Na prática, o que defendo é que, quando há inadimplência absoluta ou rompimento injustificado de uma relação contratual, o dano não é hipotético, ele é concreto. Nesse cenário, os lucros cessantes devem ser reconhecidos com base naquilo que razoavelmente deixou de ser auferido, considerando elementos objetivos, inclusive contábeis. Reduzir esse prejuízo à lógica da perda de uma chance é, na minha visão, minimizar um dano efetivo, transformando-o em mera probabilidade.

A análise da causalidade é central nesse debate. É preciso compreender com precisão o nexo entre o ato ilícito e o prejuízo sofrido. Nesse ponto, o diálogo entre o Direito e a Contabilidade se mostra indispensável, especialmente quando falamos em distribuição de lucros e projeções financeiras. A jurisprudência do STJ já sinaliza a importância de tratar essas situações com rigor técnico, evitando simplificações que possam distorcer a reparação devida.
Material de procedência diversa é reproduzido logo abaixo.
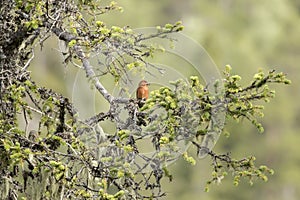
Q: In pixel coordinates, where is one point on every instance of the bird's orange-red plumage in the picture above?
(142, 91)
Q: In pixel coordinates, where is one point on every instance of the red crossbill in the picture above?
(142, 92)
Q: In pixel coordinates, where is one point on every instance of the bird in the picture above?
(142, 93)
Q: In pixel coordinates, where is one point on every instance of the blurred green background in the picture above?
(248, 35)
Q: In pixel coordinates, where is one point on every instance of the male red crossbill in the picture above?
(142, 92)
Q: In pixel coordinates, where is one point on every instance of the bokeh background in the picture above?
(248, 35)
Mais do que uma discussão teórica, esse é um tema que exige atenção prática e responsabilidade técnica. Meu objetivo ao desenvolver esse artigo foi justamente contribuir para uma abordagem mais precisa, que respeite a natureza dos danos materiais e assegure uma reparação justa. Afinal, quando o prejuízo é real, ele deve ser tratado como tal, e não reduzido a uma mera possibilidade.